The remains of Xinjiangovenator were found in the Lianmuqin Formation of Wuerho, Xinjiang, China, and were first described by Dong Zhiming in 1973. The genus is based on a single specimen, an articulated partial right lower leg, containing the tibia, three pieces of the fibula, the calcaneum and the astragalus, as well as two fused pedal phalanges. This specimen, IVPP V4024-2, is the holotype of the genus.

The holotype was originally thought to be another specimen of Phaedrolosaurus. However, Phaedrolosaurus is based only on a non-diagnostic tooth, so the hindlimb bones were given their own genus by Oliver Rauhut and Xu Xing in 2005. The type species is Xinjiangovenator parvus. The generic name is derived from the autonomous region of Xinjiang and Latin venator, "hunter". The specific name parvus means "small" in Latin.

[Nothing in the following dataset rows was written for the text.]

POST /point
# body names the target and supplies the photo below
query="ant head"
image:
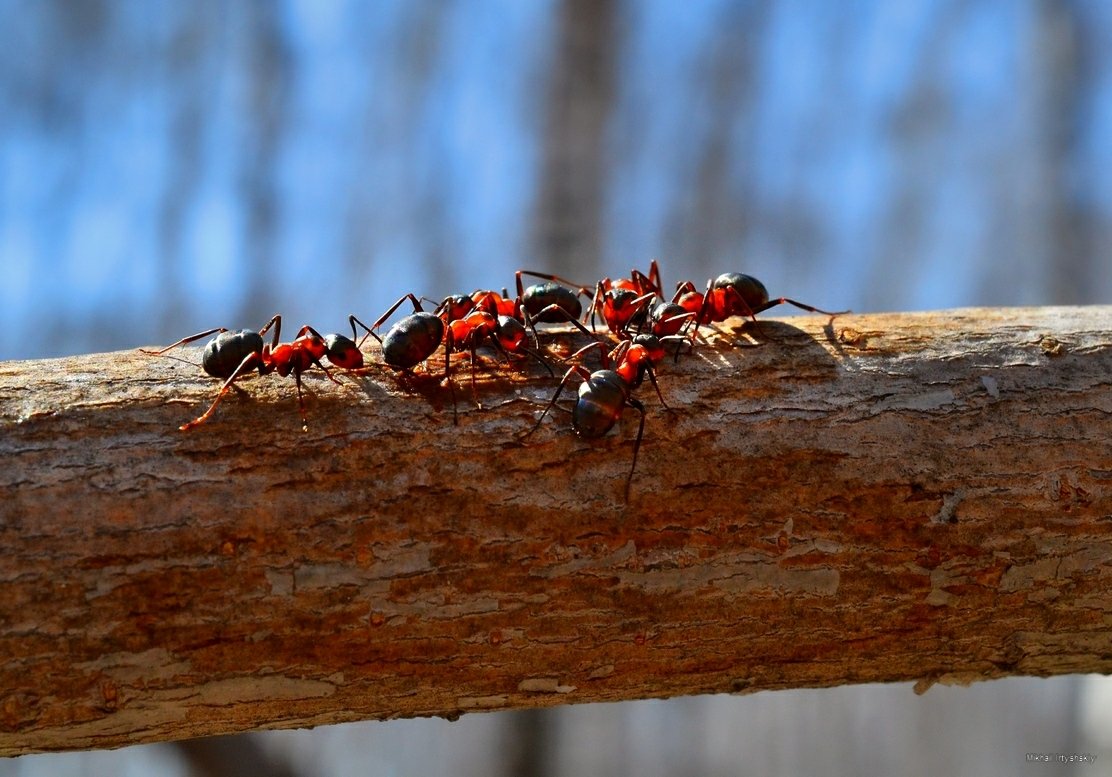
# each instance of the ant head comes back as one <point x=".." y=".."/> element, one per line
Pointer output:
<point x="651" y="346"/>
<point x="455" y="307"/>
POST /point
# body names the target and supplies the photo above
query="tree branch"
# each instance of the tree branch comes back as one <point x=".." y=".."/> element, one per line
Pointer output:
<point x="887" y="498"/>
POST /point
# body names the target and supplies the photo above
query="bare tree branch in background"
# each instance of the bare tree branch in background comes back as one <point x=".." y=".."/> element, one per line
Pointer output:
<point x="572" y="198"/>
<point x="268" y="73"/>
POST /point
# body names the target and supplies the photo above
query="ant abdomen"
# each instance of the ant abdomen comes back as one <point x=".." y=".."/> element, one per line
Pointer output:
<point x="227" y="350"/>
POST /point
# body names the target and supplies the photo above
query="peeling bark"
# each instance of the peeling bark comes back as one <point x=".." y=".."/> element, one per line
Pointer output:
<point x="884" y="498"/>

The lower leg (tibia plus ankle bones) has a length of 31.2 cm. Gregory S. Paul estimated in 2010 that individuals of this genus had a length of 3 m and a mass of 70 kg. Rauhut & Xu (2005) established two autapomorphies (unique derived traits) that could be used to characterize Xinjiangovenator. First, the lateral condyle (outer ankle joint) at the lower end of the tibia extends further backwards than the outer edge of the portion of the tibia near the knee. Secondly, the proximal part of the fibula (near the knee) has a longitudinal groove along its front edge.

== Classification ==
Rauhut & Xu (2005) originally placed Xinjiangovenator within the coelurosaur subgroup Maniraptora using a phylogenetic analysis. It was considered to be more closely related to paravians such as dromaeosaurids and birds, rather than oviraptorosaurians and therizinosaurs. This placement was justified by the presence of a tall and wide ascending process of the astragalus bone. In addition, the fibular condyle of the femur expanded backwards and the fibula tapered drastically towards the ankle. These characteristics were also found to be present in the coelurosaur Bagaraatan, and Rauhut & Xu (2005) suggested that Xinjiangovenator and Bagaraatan were sister taxa.

The 2010 description of Zuolong by Jonah Choiniere, James M. Clark, Catherine Forster, & Xu Xing found a different position for Xinjiangovenator in their phylogenetic analysis. Due to its fragmentary nature, Xinjiangovenator was found to have an unstable position within Coelurosauria. Some, but not all, of the phylogenetic trees found Xinjiangovenator as the sister taxon to Ornitholestes based on the proximal part of the tibia being just as wide along its front edge as its rear edge. When Xinjiangovenator was removed from the analysis, Ornitholestes was found to be a basal maniraptoran.